As polling day approached, Mostafa Moin seemed to be doing well. He held a successful rally in a large stadium in Tehran. On the next-to-last night of campaigning, the northern section of Vali-Asr Avenue, the capital’s main north–south artery, was thronged with young Moin supporters, some of them arguing volubly with Rafsanjani supporters. I spoke to many people who said that, having originally decided to boycott the election, they would, in fact, vote for Moin. They seemed to be animated less by enthusiasm for Moin than by a desire to preserve the limited liberty of expression and social freedoms—to mix with members of the opposite sex, for instance—that have been tolerated under Khatami’s presidency.
A few days before the election, I visited one of Rafsanjani’s advisers. He told me that the Qalibaf campaign, despite the vast sums that had been reputedly spent on advertising, was faltering. He predicted that Rafsanjani and Moin would have to engage in the two-man runoff that the Iranian constitution provides for if no candidate wins more than 50 percent of the vote.

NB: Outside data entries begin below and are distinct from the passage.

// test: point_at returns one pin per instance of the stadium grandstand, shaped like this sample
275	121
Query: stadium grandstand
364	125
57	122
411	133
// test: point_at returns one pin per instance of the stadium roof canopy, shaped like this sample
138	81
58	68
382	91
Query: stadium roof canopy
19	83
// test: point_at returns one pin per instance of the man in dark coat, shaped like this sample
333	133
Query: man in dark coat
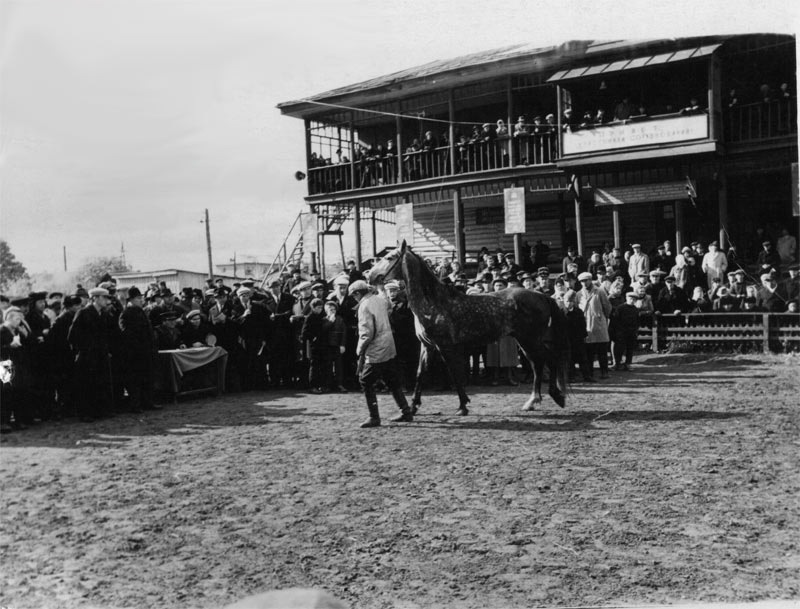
138	352
88	337
62	358
41	388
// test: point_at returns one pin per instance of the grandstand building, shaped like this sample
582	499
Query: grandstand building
611	141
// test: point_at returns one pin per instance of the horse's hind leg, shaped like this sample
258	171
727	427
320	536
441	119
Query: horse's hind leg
455	362
422	367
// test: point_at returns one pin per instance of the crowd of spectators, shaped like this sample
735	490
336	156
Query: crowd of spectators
93	353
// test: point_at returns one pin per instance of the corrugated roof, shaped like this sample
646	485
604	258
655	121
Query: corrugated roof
541	60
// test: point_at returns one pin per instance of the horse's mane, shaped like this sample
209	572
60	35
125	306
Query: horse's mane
433	289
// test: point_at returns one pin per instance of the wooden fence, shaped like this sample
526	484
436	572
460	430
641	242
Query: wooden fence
764	331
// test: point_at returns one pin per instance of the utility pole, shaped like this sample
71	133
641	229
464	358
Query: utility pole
208	247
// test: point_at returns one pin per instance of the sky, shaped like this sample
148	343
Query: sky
121	122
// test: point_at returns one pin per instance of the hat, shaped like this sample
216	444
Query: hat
359	285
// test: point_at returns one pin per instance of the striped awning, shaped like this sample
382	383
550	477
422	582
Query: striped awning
632	64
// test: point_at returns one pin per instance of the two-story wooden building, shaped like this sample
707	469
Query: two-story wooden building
612	141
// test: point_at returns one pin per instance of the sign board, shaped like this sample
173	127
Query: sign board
643	193
515	210
637	133
404	223
309	225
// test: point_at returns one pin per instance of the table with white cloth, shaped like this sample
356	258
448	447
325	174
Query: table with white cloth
194	370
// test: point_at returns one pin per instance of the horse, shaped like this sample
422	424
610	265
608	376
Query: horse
450	321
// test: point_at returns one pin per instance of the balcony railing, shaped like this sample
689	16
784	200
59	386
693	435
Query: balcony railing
761	121
415	165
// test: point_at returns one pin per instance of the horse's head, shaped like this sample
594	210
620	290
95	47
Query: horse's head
389	268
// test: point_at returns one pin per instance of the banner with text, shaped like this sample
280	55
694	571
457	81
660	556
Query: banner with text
637	133
515	210
404	223
643	193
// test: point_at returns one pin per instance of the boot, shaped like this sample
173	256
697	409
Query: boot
374	417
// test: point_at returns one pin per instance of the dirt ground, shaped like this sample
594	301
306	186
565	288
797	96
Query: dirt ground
676	481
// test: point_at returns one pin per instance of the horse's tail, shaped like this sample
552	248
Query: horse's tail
561	356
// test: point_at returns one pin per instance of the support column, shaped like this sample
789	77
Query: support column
617	227
451	133
679	226
357	225
458	217
722	199
398	127
374	236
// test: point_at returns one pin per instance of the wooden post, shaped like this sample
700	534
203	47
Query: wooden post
458	217
374	236
357	223
510	125
398	126
722	200
451	132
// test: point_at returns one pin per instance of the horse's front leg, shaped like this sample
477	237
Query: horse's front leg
455	362
422	368
537	365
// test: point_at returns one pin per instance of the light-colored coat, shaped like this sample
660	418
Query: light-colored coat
597	309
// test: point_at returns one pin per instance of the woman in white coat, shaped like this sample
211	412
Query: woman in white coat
594	303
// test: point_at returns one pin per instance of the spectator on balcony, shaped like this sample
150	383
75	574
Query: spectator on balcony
714	264
732	100
700	302
521	127
787	248
768	260
600	117
769	296
622	111
638	262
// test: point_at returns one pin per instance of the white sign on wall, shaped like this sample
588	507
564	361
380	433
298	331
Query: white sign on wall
637	133
404	222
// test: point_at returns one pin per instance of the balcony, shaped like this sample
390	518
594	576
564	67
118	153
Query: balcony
463	158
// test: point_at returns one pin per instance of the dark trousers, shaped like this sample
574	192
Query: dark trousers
624	345
371	373
597	351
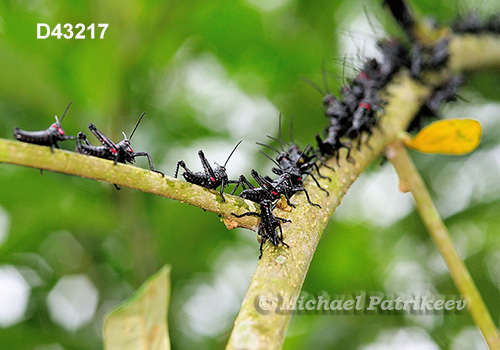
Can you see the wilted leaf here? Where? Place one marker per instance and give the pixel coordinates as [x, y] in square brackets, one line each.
[141, 321]
[452, 136]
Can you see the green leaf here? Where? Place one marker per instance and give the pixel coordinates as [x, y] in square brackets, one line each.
[141, 321]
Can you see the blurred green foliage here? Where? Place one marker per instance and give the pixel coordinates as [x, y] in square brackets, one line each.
[209, 73]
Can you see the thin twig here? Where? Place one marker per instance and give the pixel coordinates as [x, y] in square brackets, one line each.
[411, 181]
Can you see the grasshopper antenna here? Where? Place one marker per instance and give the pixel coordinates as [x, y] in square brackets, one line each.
[325, 80]
[270, 147]
[136, 125]
[65, 111]
[234, 149]
[268, 157]
[313, 85]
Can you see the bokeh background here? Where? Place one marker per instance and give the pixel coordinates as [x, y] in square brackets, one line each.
[208, 74]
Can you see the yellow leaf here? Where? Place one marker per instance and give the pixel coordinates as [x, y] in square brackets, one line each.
[451, 136]
[141, 321]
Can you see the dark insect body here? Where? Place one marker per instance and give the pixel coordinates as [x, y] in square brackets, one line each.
[210, 178]
[271, 189]
[269, 224]
[120, 152]
[48, 137]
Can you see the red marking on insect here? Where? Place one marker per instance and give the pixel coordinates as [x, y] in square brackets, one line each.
[365, 105]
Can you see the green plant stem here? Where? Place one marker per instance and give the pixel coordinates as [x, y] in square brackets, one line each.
[40, 157]
[411, 181]
[281, 271]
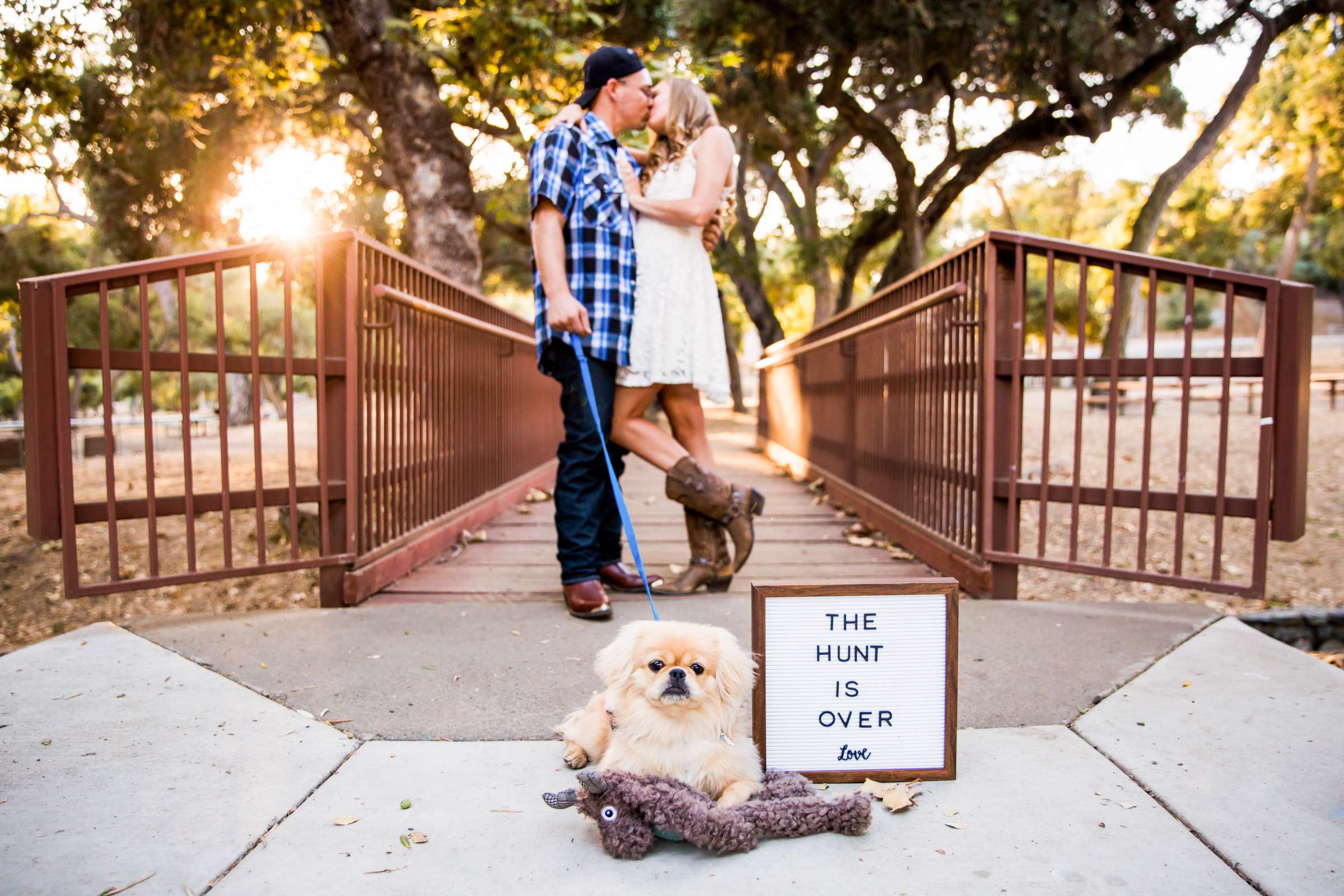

The following day, Ayatollah Khamenei’s representative in the Islamic Revolutionary Guard Corps (IRGC), the best-equipped and most ideologically conservative part of the armed forces, publicly urged guardsmen and members of the Basij, a militia controlled by the IRGC and estimated to have between four and six million members, to vote for a conservative candidate who “puts himself sparingly in the public view while campaigning, and who refrains from extravagant spending.” The supreme leader’s message was unmistakable: the basijis should vote neither for Rafsanjani nor for Qalibaf. A few days later, according to the same Rafsanjani adviser, Basij officials began a “massive and concerted” campaign, mostly by telephone, to persuade basijis to vote for Ahmadinejad.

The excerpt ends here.